Walter often find himself helping clients adjust to the countryside. People tend to forget that Provence is covered in a patchwork of farmland and forest, with cities scattered about the region. So, on occasion, when folks are starkly reminded that they are in the country — frogs or scorpions in the house or wasps in the pool, for example — Walter is there to intervene.
Walter has been fixing things for people who vacation in Lourmarin for over 10 years now. This slender man with thick white hair and a deft appearance that belies his age hails from Switzerland and came to this area on his own vacation some 20 years ago and, like so many people, fell in love with this part of Provence. It wasn’t long before he made the Luberon his home.

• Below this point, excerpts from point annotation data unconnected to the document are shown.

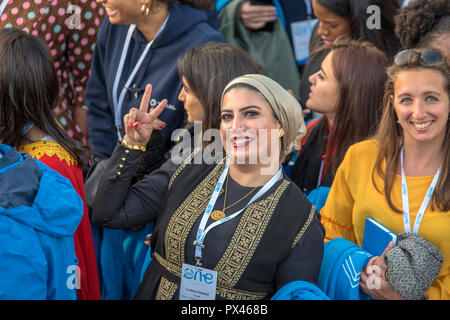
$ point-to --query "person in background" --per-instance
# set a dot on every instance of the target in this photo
(400, 177)
(273, 208)
(204, 72)
(29, 91)
(140, 42)
(70, 29)
(258, 30)
(425, 24)
(38, 218)
(349, 19)
(348, 91)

Who knows–you may fall in love with Provence yourself and Walter is there is help you find the right real estate agent and provide tips about what to look for in your quest. “Make sure to visit the home your are interested in when the mistral is blowing,” he told me, “to make sure you know how the house responds with such fierce wind.”
Today, he works with his companion Marie Christine — known to most of us as “MC” — to provide a full range of services for not only travelers but also vacation home owners (which is, actually, is how we first met Walter: we owned two small apartments that we rented).
This summer, we are renting a gorgeous maison village — home in the village — that Walter oversees. We have a diesel car again (as is often the case in Europe). As my daughter and I pulled onto the A8 a few days ago — this time on our way to Château Léoube in Bormes-les-Mimosas on the Mediterranean — we laughed about our escapade. It was finally a funny story.